Pismo religijno-społeczne poświęcone polskiemu
      ewangelicyzmowi i ekumenii

NR 3/2013, ss. 8-10

 

Pod hasłem „Przyszłość Kościoła – Kościół przyszłości” odbyło się XIX Forum Ewangelickie. Jego uczestnicy dyskutowali o roli kobiet, mężczyzn, duchownych, świeckich i mediów w Kościele przyszłości.

Forum Ewangelickie miało miejsce od 13 do 15 września w Koszalinie. Wzięło w nim udział ok. 60 osób z różnych regionów Polski. Uczestnicy mieli okazję wysłuchać kilku referatów i prezentacji zarówno na temat historii, jak i przyszłości Kościoła, a także podyskutować na te tematy.

Przyszłość przeszłością

Z miejscem tegorocznych obrad związany był program pierwszego dnia Forum. Na początek referat na temat „Przyszłość przeszłością – historia Kościoła na Pomorzu” wygłosiła historyczka kultury dr Małgorzata Grzywacz z Uniwersytetu Adama Mickiewicza w Poznaniu.
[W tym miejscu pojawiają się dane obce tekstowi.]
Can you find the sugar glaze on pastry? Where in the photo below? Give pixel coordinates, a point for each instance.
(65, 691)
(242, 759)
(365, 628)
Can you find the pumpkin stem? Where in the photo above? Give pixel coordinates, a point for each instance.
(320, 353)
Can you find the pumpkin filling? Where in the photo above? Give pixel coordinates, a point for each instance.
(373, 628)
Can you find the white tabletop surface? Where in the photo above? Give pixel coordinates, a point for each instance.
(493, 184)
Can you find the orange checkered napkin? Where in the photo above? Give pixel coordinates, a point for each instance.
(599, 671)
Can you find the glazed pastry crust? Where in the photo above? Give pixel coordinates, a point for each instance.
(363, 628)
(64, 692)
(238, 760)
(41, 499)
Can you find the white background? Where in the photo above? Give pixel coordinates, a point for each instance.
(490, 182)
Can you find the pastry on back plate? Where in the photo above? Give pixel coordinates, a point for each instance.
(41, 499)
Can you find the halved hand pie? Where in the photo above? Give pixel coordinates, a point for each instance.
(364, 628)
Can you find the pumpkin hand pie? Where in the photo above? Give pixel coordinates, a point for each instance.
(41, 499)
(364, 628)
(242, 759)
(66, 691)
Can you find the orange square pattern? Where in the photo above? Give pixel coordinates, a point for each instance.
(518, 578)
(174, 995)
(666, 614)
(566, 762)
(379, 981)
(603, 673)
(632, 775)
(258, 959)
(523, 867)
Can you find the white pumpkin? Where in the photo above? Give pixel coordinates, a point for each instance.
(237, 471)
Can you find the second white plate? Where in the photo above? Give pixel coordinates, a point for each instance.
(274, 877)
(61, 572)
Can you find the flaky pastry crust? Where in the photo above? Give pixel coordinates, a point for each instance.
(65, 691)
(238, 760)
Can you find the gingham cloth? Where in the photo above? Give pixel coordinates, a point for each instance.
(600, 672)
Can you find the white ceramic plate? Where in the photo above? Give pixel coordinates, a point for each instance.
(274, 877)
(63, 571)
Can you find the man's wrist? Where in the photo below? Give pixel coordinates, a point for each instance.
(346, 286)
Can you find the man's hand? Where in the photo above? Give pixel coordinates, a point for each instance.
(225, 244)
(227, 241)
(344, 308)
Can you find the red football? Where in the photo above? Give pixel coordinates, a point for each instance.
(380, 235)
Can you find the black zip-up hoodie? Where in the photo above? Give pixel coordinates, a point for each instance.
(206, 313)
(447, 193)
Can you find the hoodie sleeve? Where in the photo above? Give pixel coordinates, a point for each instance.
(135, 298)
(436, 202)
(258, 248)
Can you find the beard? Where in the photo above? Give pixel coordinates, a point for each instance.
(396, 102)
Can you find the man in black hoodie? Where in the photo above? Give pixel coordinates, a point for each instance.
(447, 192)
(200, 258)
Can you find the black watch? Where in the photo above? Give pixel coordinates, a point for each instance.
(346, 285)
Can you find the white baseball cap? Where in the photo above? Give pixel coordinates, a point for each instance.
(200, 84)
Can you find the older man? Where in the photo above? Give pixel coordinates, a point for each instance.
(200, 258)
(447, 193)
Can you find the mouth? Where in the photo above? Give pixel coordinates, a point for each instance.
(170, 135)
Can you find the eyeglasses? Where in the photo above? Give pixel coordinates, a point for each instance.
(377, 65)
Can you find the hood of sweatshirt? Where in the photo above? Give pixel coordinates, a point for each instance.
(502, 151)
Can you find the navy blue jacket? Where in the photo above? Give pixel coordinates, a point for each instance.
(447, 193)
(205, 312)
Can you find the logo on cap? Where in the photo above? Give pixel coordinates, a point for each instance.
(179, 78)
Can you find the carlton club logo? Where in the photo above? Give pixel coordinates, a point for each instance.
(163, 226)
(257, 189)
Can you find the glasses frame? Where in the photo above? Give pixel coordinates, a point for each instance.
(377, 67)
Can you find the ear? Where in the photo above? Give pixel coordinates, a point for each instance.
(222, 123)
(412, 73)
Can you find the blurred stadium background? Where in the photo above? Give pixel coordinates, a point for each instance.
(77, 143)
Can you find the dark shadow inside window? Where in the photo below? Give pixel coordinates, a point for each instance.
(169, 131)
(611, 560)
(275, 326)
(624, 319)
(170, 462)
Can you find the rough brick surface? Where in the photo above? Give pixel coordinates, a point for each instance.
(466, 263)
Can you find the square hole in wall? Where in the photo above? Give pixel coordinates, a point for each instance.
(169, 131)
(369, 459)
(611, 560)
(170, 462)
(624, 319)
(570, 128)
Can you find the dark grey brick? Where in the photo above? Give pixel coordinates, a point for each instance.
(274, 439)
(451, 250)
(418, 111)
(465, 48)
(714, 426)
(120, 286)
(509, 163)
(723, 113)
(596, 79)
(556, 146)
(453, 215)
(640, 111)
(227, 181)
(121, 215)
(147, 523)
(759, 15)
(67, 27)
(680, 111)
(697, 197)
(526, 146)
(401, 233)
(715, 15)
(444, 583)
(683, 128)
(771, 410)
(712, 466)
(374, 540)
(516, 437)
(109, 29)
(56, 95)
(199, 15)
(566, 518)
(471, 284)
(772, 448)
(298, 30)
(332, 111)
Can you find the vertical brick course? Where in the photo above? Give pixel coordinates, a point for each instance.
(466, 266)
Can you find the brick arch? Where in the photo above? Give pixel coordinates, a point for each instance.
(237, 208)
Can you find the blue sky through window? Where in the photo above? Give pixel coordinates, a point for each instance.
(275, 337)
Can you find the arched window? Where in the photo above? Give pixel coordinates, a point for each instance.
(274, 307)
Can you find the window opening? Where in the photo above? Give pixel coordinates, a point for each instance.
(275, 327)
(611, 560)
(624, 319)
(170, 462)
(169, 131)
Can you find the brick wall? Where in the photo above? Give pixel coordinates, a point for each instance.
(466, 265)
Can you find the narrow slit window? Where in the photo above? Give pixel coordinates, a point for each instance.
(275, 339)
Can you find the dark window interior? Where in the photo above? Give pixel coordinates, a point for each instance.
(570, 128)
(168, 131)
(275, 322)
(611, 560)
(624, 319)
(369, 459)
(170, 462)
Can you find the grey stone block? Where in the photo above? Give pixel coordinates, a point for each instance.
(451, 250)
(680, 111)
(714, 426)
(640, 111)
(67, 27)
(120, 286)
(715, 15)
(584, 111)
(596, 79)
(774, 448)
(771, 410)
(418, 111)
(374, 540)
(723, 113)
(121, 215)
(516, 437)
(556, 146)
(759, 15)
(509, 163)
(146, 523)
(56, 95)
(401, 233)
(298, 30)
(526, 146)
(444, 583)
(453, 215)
Prelegentka mówiła o początkach chrześcijaństwa na ziemiach Pomorza Zachodniego w XII w., sporo uwagi poświęciła też reformacji w tym regionie, która została przyjęta w Trzebiatowie w 1521 r. – Reformacja na tych ziemiach często miała charakter rękoczynów – zauważyła dr Grzywacz. Ważną postacią był Johannes Bugenhagen.

Referentka mówiła też o czasach nazizmu na Pomorzu Zachodnim, które wówczas znajdowało się na terenie Niemiec. Ten region bardzo silnie popierał Hitlera, co miało również odbicie w składach ewangelickich rad parafialnych, które w większości opanowali naziści. Jedyny wyjątek stanowił Koszalin, gdzie duszpasterzem był zdecydowany antynazista ks. Friedrich Onnasch. Na tych terenach działał również antyhitlerowski Kościół Wyznający, jednak był bardzo nieliczny. Po wojnie tereny Pomorza Zachodniego zostały bardzo przeorane ludnościowo, co miało również wpływ na zmianę struktury religijnej. Wraz z migracjami zmniejszyła się liczba ewangelików, zwiększyła natomiast katolików i prawosławnych.

Po referacie uczestnicy Forum odwiedzili Muzeum Państwowe w Koszalinie. Mieli tam okazję zapoznać się m.in. z historią tego miasta, które przez lata było niemieckie z przeważającą liczbą ludności wyznania ewangelickiego.

Jaka przyszłość?

Drugi dzień obrad w Koszalinie rozpoczął się blokiem wykładowym „Przyszłość Kościoła zaczyna się dziś, nie jutro”. – Przyszłość jest kobietą, mężczyzną, dzieckiem – mówiła w swym referacie diakon Aleksandra Błahut-Kowalczyk starając się uporać z zadanym tematem „Przyszłość jest kobietą?!”. Zwróciła też uwagę na biblijne archetypy kobiecości: zabieganej Marty i kontemplacyjnej Marii.

„Przyszłość jest mężczyzną?!” – z tym tematem mierzył się w swym wystąpieniu ks. prof. Marek Jerzy Uglorz. Jak stwierdził, Bóg dzieląc tworzy ład i nie należy zacierać różnic między płciami. – Jeśli zaniknie ideał męskości, zaniknie ideał kobiecości. A wtedy zaniknie też twórczość – przekonywał. Apelował też o nową męskość. – Patriarchalne wzorce się załamały przede wszystkim dzięki działalności Jezusa – zauważył teolog.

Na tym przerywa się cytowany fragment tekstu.